Resource links provided by the National Library of Medicine

MedlinePlus related topics: Colonoscopy

Arm Intervention/treatment
No Intervention: Usual Care
Usual care includes (1) bowel preparation instructions that are delivered via mail or through a secure online messaging portal, (2) a phone call from the endoscopy staff in the week prior to colonoscopy, and (3) the option to call the endoscopy staff during business hours to have any questions answered on demand.
Experimental: Text Message-based Intervention
In addition to usual care, the text message-based intervention consists of the subject receiving text messages per a pre-determined protocol starting 7 days prior to the date of scheduled colonoscopy, in addition to two text messages at the time of enrollment explaining the texting program.
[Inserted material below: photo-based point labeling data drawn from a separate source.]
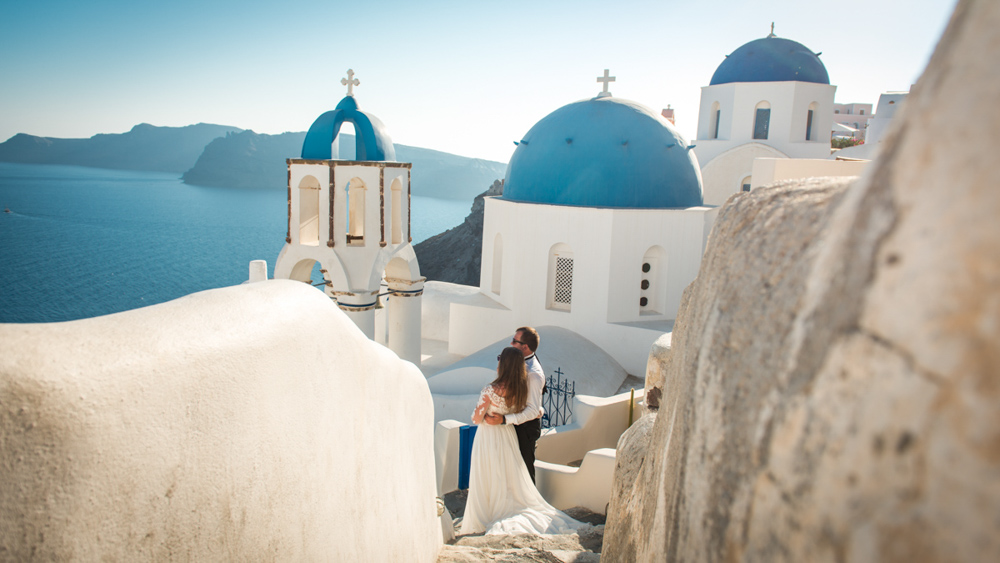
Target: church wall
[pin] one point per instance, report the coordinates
(789, 103)
(608, 246)
(724, 95)
(297, 173)
(723, 176)
(769, 170)
(228, 424)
Of note, if a patient in the intervention arm cancels or reschedules their colonoscopy after randomization, they will not receive any additional protocol text messages as part of this trial.
Behavioral: Text Message-based Intervention
The intervention consists of a series of educational and reminder text messages that a patient will receive in the week prior to a scheduled colonoscopy, in addition to two text messages at the time of enrollment explaining the texting program.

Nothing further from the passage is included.